I guess most people assume that when you come back from a vacation at the beach, you will have accomplished these things:
1-a savage tan
2-a relaxed, carefree attitude
I can say that I mostly accomplished one out of the two, which ain't too bad, all things considered. I relaxed at the beach. I didn't wear a watch or worry about the time (causing me to be late to family dinners a time or two), and I didn't follow a schedule. For me, that is pretty carefree.
I did not acquire a savage tan. Or any tan at all.
I do not tan.
I really wish I did. But I don't.
So why people feel the need to point this out to me, I can't quite figure out.
My ancestors are not from a part of the world where people have beautiful, dark complexions. They are (mostly--my grandma claims to have a direct line to Powhatan--yeah, the Indian--but this has never actually been confirmed) from Scotland and Ireland, where a long line of people just like me dealt with freckles and lighter than pale skin. My sister and I didn't inherit that bright red hair--we both have dark hair with red undertones, although I had light-ish strawberry blond hair when I was really little--but we both inherited that skin tone that will not accept any sort of tan whatsoever. I promise. No matter how much time I spend baking myself in the sun, my skin tone remains quite the same. I don't like it, but it is what it is.
People have always made comments about my skin. Like my whole entire life. I don't know why this is a subject at all, expect for maybe I've made it one out of exasperation in recent years. I've talked about it before. From the mean kids in third grade who told me I should get outside more to right now, it's been something people comment on fairly consistently.
Don't get me wrong. I really don't mind, for the most part. But occasionally, people will make comments that make me inwardly roll my eyes and shake my head, and even though I try really hard to roll with it (because it's not that big of a deal, right??), that insecurity starts to bubble up inside, and it overflows into thoughts, then actions, and before I know it I've taken what feels like 500 steps back, reverting to the old, insecure teenager who didn't feel she would ever measure up.
Where does the idea of beauty come from? Is it from pictures in magazines, or the movies, or TV shows? Or does it come from the gym, or from other people's comments? Or does it come from inside, from a standard that I've created on my own? I have read and written about beauty being on the inside, on accepting yourself and being your own kind of beautiful, but sometimes I don't even measure up to my own kind of beautiful, which leaves me feeling stuck, and kind of bad, and all sorts of confused.

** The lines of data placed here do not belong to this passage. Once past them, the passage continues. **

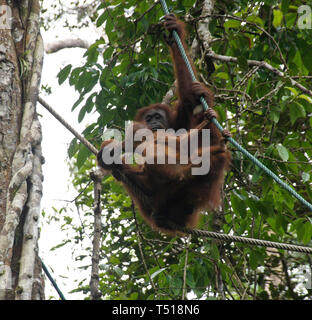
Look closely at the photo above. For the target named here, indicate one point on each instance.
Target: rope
(245, 240)
(118, 174)
(217, 124)
(46, 271)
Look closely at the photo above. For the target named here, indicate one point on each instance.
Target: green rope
(245, 240)
(217, 124)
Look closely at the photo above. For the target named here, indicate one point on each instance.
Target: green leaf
(238, 206)
(82, 156)
(296, 111)
(305, 176)
(307, 233)
(277, 18)
(156, 273)
(63, 74)
(232, 24)
(283, 152)
(285, 6)
(305, 97)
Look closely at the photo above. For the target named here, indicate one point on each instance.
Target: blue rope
(217, 124)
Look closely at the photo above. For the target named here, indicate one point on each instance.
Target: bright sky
(56, 185)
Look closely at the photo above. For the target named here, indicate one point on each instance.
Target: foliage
(130, 67)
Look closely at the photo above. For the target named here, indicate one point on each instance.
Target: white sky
(56, 185)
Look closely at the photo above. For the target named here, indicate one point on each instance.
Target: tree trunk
(21, 55)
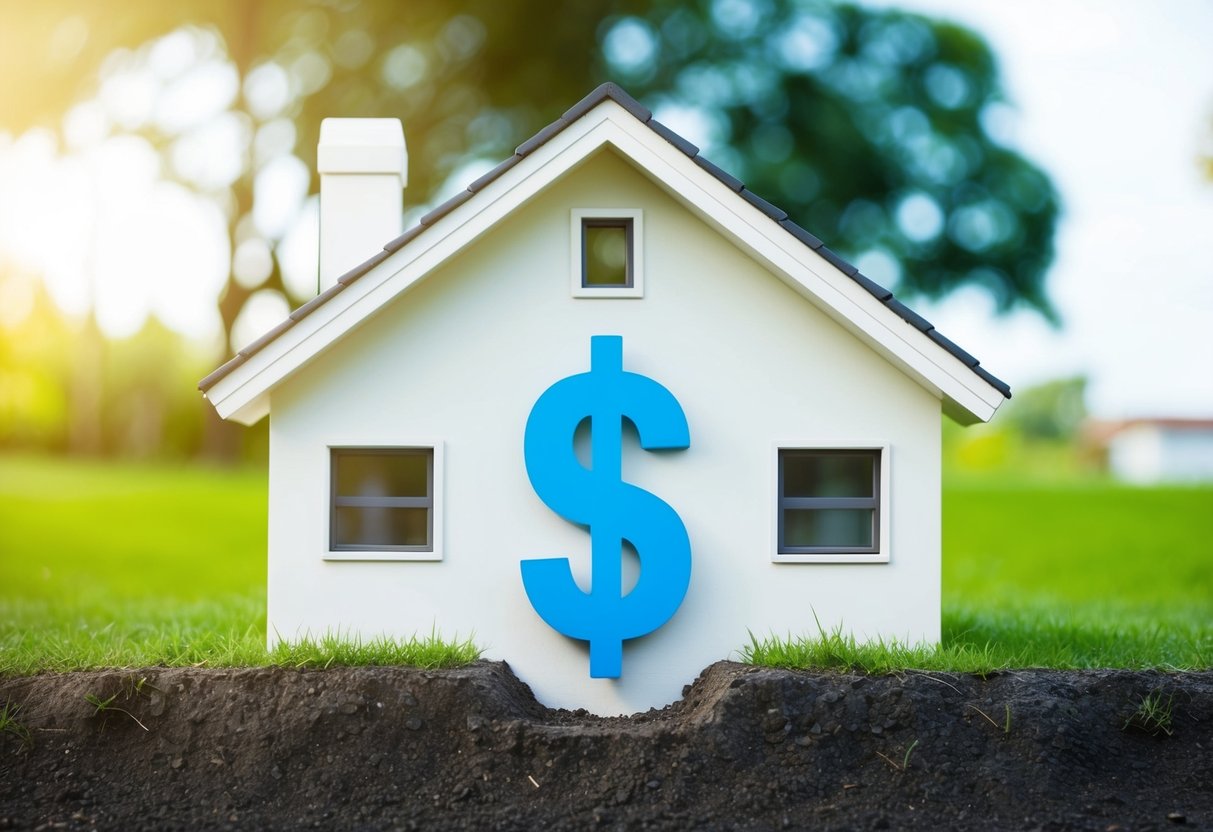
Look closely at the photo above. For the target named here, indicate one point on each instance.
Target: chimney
(363, 167)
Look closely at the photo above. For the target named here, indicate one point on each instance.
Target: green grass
(125, 565)
(1066, 575)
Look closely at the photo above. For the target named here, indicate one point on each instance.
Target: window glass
(381, 474)
(381, 499)
(829, 501)
(842, 528)
(607, 255)
(829, 474)
(366, 526)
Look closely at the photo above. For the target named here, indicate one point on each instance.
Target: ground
(470, 748)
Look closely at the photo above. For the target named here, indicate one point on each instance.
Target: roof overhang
(240, 389)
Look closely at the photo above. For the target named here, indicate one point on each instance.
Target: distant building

There is a field behind my house that the owners use to grow hay. At the beginning of the summer, the grass is long and beautiful, blowing this way and that way, bending and rippling with the wind. Whichever way the wind blows, the grass goes.
Sometimes, I am that grass, and other people's opinions are the wind. That insecurity inside weakens my resolve, and I find myself bending to what other people think and say. Combined with my own internal negative conversations, it can lead me to a bad spot where I don't feel very good about myself, how I look, or who I am.
I shift my gaze from the only One who matters to the ones who don't, and I find myself drowning in a sea of long, waving grass, wanting to be something I'm not and hating myself for it.
People's opinions will always change, it's just the way we are. What was considered fashionable in the 1950's wouldn't cut it in 2014 (although I do love a vintage, high-waisted bikini), and basing my internal meter of measuring up on what other people think leaves me constantly needing affirmation.
This is a mighty struggle for me. It's why I talk about it so much. Maybe it is for you, too. Maybe you can relate, but on a different level. Maybe you have the whole darn thing figured out. (And if you do, then you should be writing this blog and not me.)
But a mighty struggle for me isn't too much for a Mighty God, who was fully God and yet fully human, vulnerable yet strong. And when I shift my gaze back to the only One who matters, things come back into focus, and I find my security not in my skin tone but in knowing what I've always known, but have forgotten from time to time--He thinks I'm beautiful.